I write this blog post with a bit of a heavy heart, as this is going to be a significant change for me. Friday, February 6th, 2015 is going to be my last day working full-time at APX Labs as an Associate Systems Engineer. After thinking about where I am, what I want to do, and how I might want to get there, I have decided that it is time to move on to a new position. After leaving APX, I will be starting work as a System Engineer at Berico Technologies here in Reston, VA.

I started working at APX in December of 2012. I had just graduated from RIT two quarters early, and was excited about coming back into the NOVA area in order to be a) working full-time at a "real" job - not just an internship - and b) back around family and friends. Originally working on an engineering contract that we had for the DoD, I eventually transitioned over to handle all internal IT services for the company and juggled half a dozen other items that really didn't fit with any one role.
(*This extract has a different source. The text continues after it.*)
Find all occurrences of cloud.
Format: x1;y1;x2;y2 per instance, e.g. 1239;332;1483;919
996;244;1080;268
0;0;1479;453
Over the two-plus years that I have been at APX I have met and worked with a number of incredibly-talented engineers who have immense amounts of knowledge relating to what they do and are motivated to explore technology to further our collective knowledge. We have worked stressful, long hours, and played just as hard. Many friendships have been created and hopefully will be sustained long into the future. It has been a privilege working around such individuals and I hope that some of their enthusiasm and drive has rubbed off on me and will help me in the future as I progress through life. I hope to keep in touch with everyone as I am neither moving out of the area nor straying from technology as my day job.

The transition from one position to the next will be a significant change for me, but hopefully career-wise it will be for the best. I will be moving from general IT support for APX to doing Linux systems engineering for Berico. This work, focused around both company infrastructure and some contracts, should allow me to be able to experiment and develop my automation and virtualization skills by working with new techologies on the market and applying those to real situations. Whether I am able to utilize anything from oVirt to OpenStack or Ansible to Chef, I hope I will be able to learn and develop higher-level administration/engineering ideas that I will be able to leverage later on and throughout my career.

While transitioning from one thing to another is always hard, the future looks bright. A new opportunity awaits me to do work for others and to better myself holistically. I have nothing but the utmost respect for everyone at APX, and I wish them and the company all the best wishes for future endeavors. Much work has been done, but there is even more still left to do!